At the new, silky voice slicing quite effectively through the room, the two heads that weren't already staring at the newcomer whipped in that direction. As per usual with clean rooms, their visitor is decked head to toe in blue protective equipment like all the medical professionals that have been parading through the quarantine cell, but Elisabeth gets a nagging feeling the caramel-skinned woman is anything but a doctor if the startled looks Lestrade and Donovan are shooting her are any indication. Fringed, dark eyes sit intelligently over the surgical mask she's forced by protocol to wear over her face, and black eyebrows belie the color of her hair that is tied up and hidden away behind a scrub cap. She's standing just past one of the ultraviolet lights above the inner door, a total of four beds down from where Elisabeth's is nestled in the back corner, and this woman's arms are crossed with authority. Stern is the first word that comes to mind, and the professor supposes it may be secondary to intimidating on that of the two meek nurses who scurry in behind the new figure with food trays.

Lestrade winces, averting his gaze when the woman's own sweeps over him and Donovan disdainfully, and he rubs the back of his neck. His muttering does not go unnoticed by either Sherlock or Elisabeth, though they don't catch the precise words. It appears to be a greeting of some kind, however, from the reaction it garners.

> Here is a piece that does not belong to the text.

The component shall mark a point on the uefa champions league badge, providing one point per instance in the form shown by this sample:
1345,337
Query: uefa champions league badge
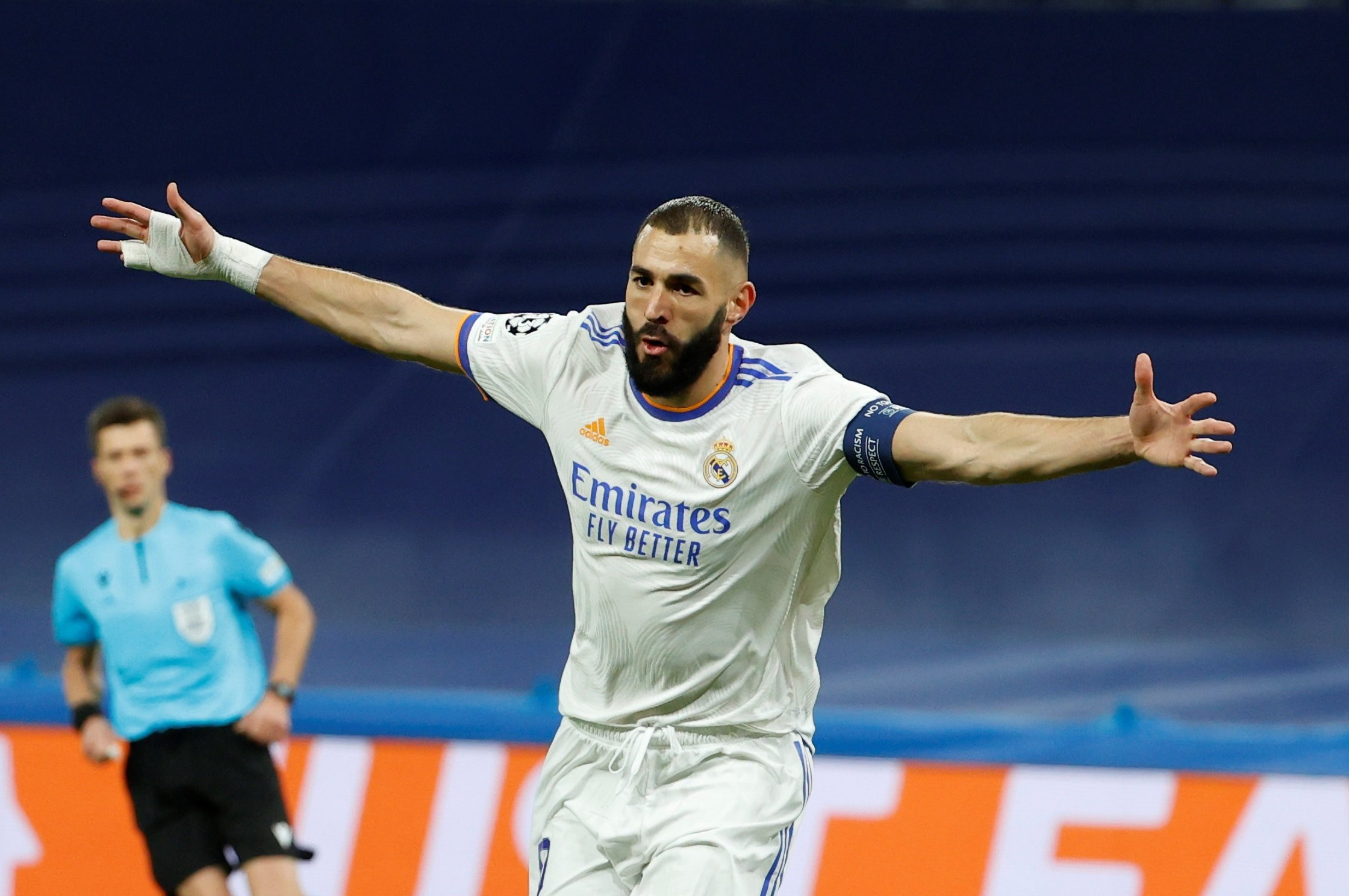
720,468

"Inspector, Sergeant" the woman acknowledges coolly before turning back to the professor and consulting detective. She nods in lieu of striding forward for a handshake for admittedly obvious reasons. Elisabeth admits to herself that in her shoes, she wouldn't be wanting to shake her own hand, either. "Dr. Kardon and Mr. Holmes, I'm to presume?" Her accent is crisp, quick, and to the point. No signs of exhaustion tinge it despite the hour.

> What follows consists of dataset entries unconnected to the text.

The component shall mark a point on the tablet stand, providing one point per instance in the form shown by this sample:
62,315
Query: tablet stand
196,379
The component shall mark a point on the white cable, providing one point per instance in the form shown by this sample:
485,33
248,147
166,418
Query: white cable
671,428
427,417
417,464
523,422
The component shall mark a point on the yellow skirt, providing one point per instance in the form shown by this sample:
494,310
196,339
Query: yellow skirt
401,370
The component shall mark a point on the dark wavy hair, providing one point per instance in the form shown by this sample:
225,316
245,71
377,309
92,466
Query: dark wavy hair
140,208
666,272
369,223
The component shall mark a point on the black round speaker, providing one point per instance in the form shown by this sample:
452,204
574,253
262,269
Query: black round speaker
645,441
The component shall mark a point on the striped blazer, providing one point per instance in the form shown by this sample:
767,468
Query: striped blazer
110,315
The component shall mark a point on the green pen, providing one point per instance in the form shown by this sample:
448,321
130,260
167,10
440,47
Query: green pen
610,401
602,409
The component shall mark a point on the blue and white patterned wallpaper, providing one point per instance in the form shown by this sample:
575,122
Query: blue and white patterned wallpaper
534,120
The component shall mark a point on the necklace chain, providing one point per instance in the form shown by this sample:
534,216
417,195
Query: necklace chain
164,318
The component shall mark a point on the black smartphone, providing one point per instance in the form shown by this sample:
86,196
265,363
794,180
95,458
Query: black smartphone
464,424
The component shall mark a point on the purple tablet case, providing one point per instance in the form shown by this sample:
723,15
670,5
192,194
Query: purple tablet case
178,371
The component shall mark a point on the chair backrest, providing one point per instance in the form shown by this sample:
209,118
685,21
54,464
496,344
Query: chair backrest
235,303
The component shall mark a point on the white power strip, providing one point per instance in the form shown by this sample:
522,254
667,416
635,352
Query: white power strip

Sherlock stubbornly refuses to answer, but Elisabeth gives a cautious squeak of, "Yes?"

Dark eyes meet dark eyes, and Elisabeth feels her heart drop into her stomach. "I'm Chief Superintendent Rishima Elyounoussi with Scotland Yard." Suspect, that's right. Lestrade had said they thought her a suspect—a ridiculous notion, but one she certainly has no clout with which to argue against. And Lestrade…he'd defied orders, hadn't he? A gulp runs subtly down the professor's throat, one Elyounoussi notices. The superintendent's head tilts curiously to the side.

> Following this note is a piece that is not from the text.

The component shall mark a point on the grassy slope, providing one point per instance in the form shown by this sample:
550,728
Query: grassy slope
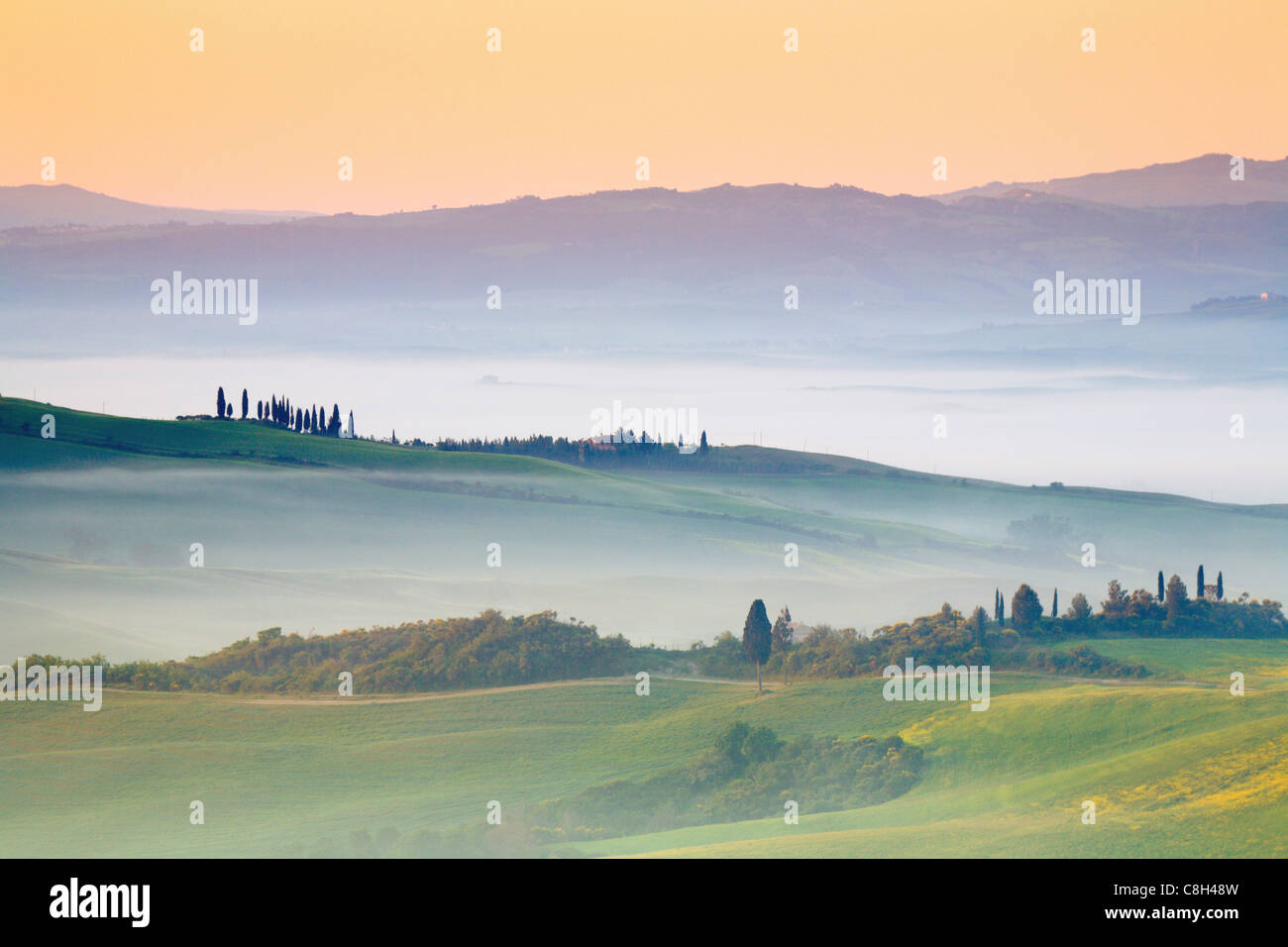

"Dr. Kardon, while I apologize for the situation in which Inspector Lestrade's…oversight has landed you, I'm afraid I have to inquire if you'll agree to a few questions here considering the circumstances. It seems our little debacle has become a tad bit more serious, hasn't it?" Elisabeth can't tell if Elyounoussi is smug or considering. Neither feels like a winning option.

Eyes wide in true apprehension this time, she rasps, "How serious?" She's fixed with a look. A commanding look, actually. One that demands no shenanigans or gallows humor. Not that Elisabeth thinks she could manage that if she tried with this turn of events.

"National security serious."

"…oh…" The gulp makes a return appearance. "In…in that case, Superintendent. Ask away."

Elyounoussi nods, as prim and professional as one can get when in medical protective gear. She moves to sit on the bed next to Elisabeth's just as a nurse is setting down the quarantined woman's food tray. "I am glad you see the urgency. Shall we get started, then?"


Final Words: So, there we have it. Hope Elyounoussi doesn't seem too tacked-on - it feels flat to me, but I'll let you guys decide. I am my worst critic, so I leave judgement to others.

USAMRIID: US Army Medical Research Institute of Infectious Diseases - located in Fort Detrick, Maryland. The army-run research institute focuses on biological threats posed to the U.S. military. They were a key responder during the Amerithrax attacks in October-November 2001.